「今朝のしーちゃん。少し元気になってきたようで安心。治ちゃんがいないと落ち着かないようで、家の中を探しているよ」

 妻は犬の「背伸びしている」写真を添付し、犬の様子を書いたメールを送ってくるようになったのです。治さんが離婚を切り出してから、会社で働いているときにも、同僚や友人と飲んでいるときにも、時と場所を選ばず、毎日何回も……。飼い犬への愛情をかき立て、結婚生活の「良かった部分」だけを思い出させ、治さんに離婚を翻意させるための作戦だということは明らかでした。

「私だってしーちゃんと暮らしたい」
自室に引きこもり、やりとりはメールだけ

「今朝のしーちゃん。かけっこしていた」「今朝のしーちゃん。布団の上で日向ぼっこ。それからホットカーペットの上」――。

 そんなふうにスマホに妻からのメールが届くようになり、治さんはますます頭を抱えることに。

 治さんは意を決して「しーちゃんは僕が引き取るよ。
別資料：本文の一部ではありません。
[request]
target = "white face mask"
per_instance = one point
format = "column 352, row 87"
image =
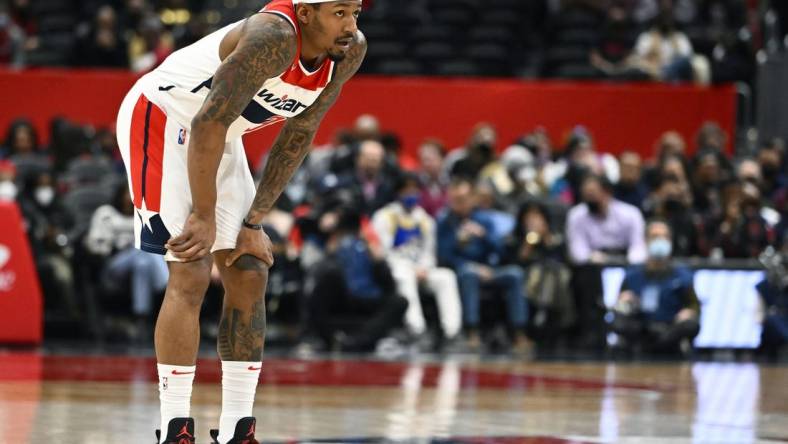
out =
column 7, row 190
column 44, row 195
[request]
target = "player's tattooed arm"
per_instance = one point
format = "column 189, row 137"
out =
column 295, row 139
column 266, row 47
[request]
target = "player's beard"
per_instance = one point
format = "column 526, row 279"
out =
column 336, row 56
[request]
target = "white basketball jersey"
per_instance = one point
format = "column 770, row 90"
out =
column 181, row 83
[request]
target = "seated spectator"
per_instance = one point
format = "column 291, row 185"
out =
column 111, row 235
column 8, row 188
column 407, row 235
column 748, row 173
column 47, row 221
column 774, row 295
column 712, row 139
column 542, row 254
column 672, row 203
column 602, row 226
column 470, row 160
column 583, row 159
column 599, row 230
column 707, row 186
column 657, row 307
column 149, row 45
column 614, row 46
column 370, row 185
column 21, row 140
column 741, row 231
column 353, row 281
column 774, row 167
column 12, row 41
column 467, row 244
column 101, row 44
column 433, row 181
column 663, row 52
column 630, row 187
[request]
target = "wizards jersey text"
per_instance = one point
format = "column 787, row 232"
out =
column 179, row 86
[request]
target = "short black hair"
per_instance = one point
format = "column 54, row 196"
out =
column 405, row 179
column 602, row 180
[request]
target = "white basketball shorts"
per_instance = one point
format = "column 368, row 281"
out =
column 154, row 150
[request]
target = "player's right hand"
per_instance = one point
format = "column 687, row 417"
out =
column 196, row 239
だって今までも僕が世話してきただろう」と伝えたのですが、妻は何食わぬ顔で「私だってしーちゃんと暮らしたい」と食ってかかってきたのです。

 一度「離婚」という二文字を使うと、そのことによって生じた夫婦間の溝を埋めるのは相当に難しく、お互いに疑心暗鬼に陥り、信頼関係を失って会話もままならないという状況になってしまいがち。だからこそ、最終的には離婚が避けられなくなるものです。
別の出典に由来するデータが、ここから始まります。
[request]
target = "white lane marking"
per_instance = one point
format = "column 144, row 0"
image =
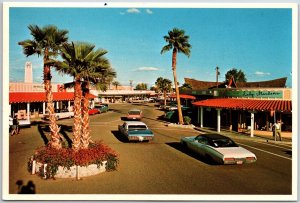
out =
column 266, row 151
column 271, row 144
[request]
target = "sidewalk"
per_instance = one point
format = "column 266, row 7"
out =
column 285, row 136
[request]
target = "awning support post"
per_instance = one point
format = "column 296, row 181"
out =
column 201, row 117
column 252, row 125
column 28, row 111
column 44, row 108
column 219, row 120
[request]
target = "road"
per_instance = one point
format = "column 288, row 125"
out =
column 161, row 166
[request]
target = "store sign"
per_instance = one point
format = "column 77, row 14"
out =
column 255, row 94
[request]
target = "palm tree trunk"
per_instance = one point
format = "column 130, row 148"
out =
column 174, row 57
column 165, row 98
column 86, row 137
column 77, row 115
column 54, row 129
 ところが結局、治さんと妻はお互いになるべく顔を合わせないよう自室に引きこもるという家庭内別居の状態に突入し、離婚の話し合いは完全な膠着状態に陥りました。食事や風呂、外出などの時間をずらすのは当然。さらに相手とすれ違いそうな共用スペース(リビングや洗面所、玄関)などに立ち入る場合、相手がいないことを前もって確認する念の入れようです。

 まだ夫婦なのに何の会話もなく、一切連絡をとらず、全く顔を合わせることもない殺伐とした空気に家は包まれました。妻の方は妻の方で、治さんが突然、「離婚のこと、犬のことはどうするんだ!」と話しかけてくるのではないかという恐怖心に苛まれ、部屋に引きこもっていたのかもしれません。